Communicating Health Care Reform to Employees

March 4, 2013 ( – Even if health care reform is a “nonevent” for your company, your employees may still have questions.

As provisions of the Affordable Care Act (ACA) come into effect in 2014, employees will likely have many questions about the public exchanges, as well as the terminology associated with the reform. “That makes it important for you to decide now how you can best get that information to employees,” Jackie Cuthbert, principal at Mercer, said during a company webinar.

Some estimates say call volume from employees is expected to increase 50% once the ACA kicks in, Cuthbert added.

When the ACA provisions go into effect, employees will inevitably receive information from the media, friends and family. “When you add your own messaging as an employer … You’ll see the recipe for overload and confusion,” Cuthbert said. To ease the message overload, Mercer suggests employers make a “microsite” available as soon as possible that provides employees updates about health care reform. The site can also be used as a reference for company call centers and human resources teams, Cuthbert added.

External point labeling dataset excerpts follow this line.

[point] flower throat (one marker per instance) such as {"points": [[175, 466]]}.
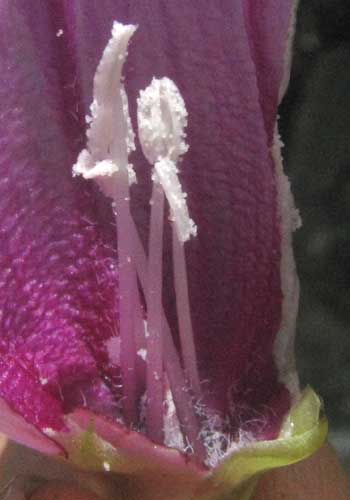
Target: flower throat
{"points": [[168, 405]]}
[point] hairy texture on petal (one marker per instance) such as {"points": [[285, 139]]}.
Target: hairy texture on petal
{"points": [[228, 173], [57, 277], [57, 271]]}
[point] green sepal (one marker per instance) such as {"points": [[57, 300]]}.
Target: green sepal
{"points": [[303, 432]]}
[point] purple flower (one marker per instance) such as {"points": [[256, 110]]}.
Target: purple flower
{"points": [[65, 291]]}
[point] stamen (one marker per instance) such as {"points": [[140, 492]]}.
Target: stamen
{"points": [[162, 118], [155, 390], [110, 139], [184, 315]]}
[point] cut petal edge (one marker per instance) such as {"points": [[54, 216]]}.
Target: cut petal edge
{"points": [[303, 433]]}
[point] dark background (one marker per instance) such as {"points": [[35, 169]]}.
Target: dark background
{"points": [[315, 126]]}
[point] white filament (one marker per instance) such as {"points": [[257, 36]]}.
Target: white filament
{"points": [[110, 134], [162, 118]]}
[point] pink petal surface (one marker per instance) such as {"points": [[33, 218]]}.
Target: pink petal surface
{"points": [[57, 255], [15, 427], [57, 272]]}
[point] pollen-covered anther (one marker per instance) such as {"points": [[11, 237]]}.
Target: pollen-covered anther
{"points": [[162, 118]]}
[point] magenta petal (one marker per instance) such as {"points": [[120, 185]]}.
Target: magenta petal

Mercer suggests the site also include a health care reform timeline and an option on the site for employees to subscribe to updates. In addition, the website could include a “words to know” section—after all, health care reform will bring new terminology. “We would encourage you to be proactive,” Cuthbert said.

For employers that do not want to create their own site—or do not have the resources to do so—Mercer has created its own health care reform website, which will be available for purchase in the next few weeks.

Mercer also suggests employers remain flexible and plan their annual enrollment early.

Because of health care reform, employees may be bombarded with mail, and open enrollment materials may inadvertently be thrown away. “So if you haven’t used electronic communications in the past, you may want to consider that option for open enrollment in 2014,” suggests Donna Jaffee, principal at Mercer.

Despite the stress that health care reform may bring to some employers, there is a silver lining: David Slavney, partner at Mercer, said the reform will create more employee awareness about plan design and features. Slavney compared health care reform to the shift in the retirement industry from defined benefit (DB) to defined contribution (DC) plans, which forced participants to take responsibility for their own retirement savings.

Health care reform also helps employers illustrate and remarket the value they provide, he said.